El Tribunal Superior de Justicia (STJ) ha consolidado un criterio fundamental para las empresas que se enfrentan a ejecuciones fiscales. Por medio del Tema Repetitivo 1.385, la Primera Sección decidió que la Hacienda Pública no puede rechazar la prestación de una fianza bancaria o de un seguro de caución con el argumento de que el dinero ocupa el primer lugar en el orden de preferencia de los bienes embargables.
¿Qué cambia para el contribuyente?
Antes, era habitual que los órganos públicos rechazaran las garantías contractuales y exigieran el depósito inmediato de cantidades en efectivo, lo que con frecuencia comprometía el flujo de caja y la salud financiera de las empresas.
Con la nueva tesis, queda establecido que:
- Derecho de elección: El ejecutado tiene derecho a optar por la modalidad de garantía que le resulte menos onerosa.

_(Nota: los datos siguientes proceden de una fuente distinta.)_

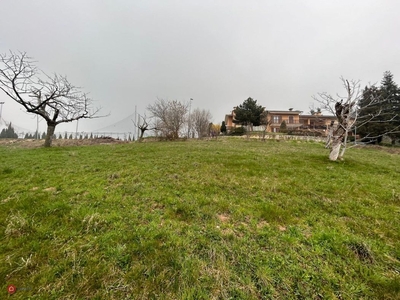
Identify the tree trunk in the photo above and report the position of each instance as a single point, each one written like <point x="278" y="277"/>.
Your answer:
<point x="335" y="150"/>
<point x="49" y="136"/>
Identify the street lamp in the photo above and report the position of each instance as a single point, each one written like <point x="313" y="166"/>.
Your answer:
<point x="1" y="109"/>
<point x="189" y="123"/>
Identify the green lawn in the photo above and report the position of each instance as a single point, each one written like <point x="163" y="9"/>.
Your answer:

- Seguridad jurídica: La fianza y el seguro se consideran instrumentos idóneos y sólidos, que garantizan el crédito en litigio sin inmovilizar el capital circulante del negocio.
- Aplicación obligatoria: Al tratarse de un recurso repetitivo, la decisión vincula a jueces y tribunales de todo el país, agilizando la aceptación de estas garantías.
Ventajas estratégicas
El uso del seguro de caución o de la fianza bancaria permite que la empresa ejerza plenamente su derecho de defensa y obtenga la Certidão Positiva com Efeitos de Negativa (CPEN) sin necesidad de desembolsar de inmediato el importe total de la deuda tributaria.
La decisión permite que las empresas discutan débitos fiscales sin sacrificar su liquidez inmediata.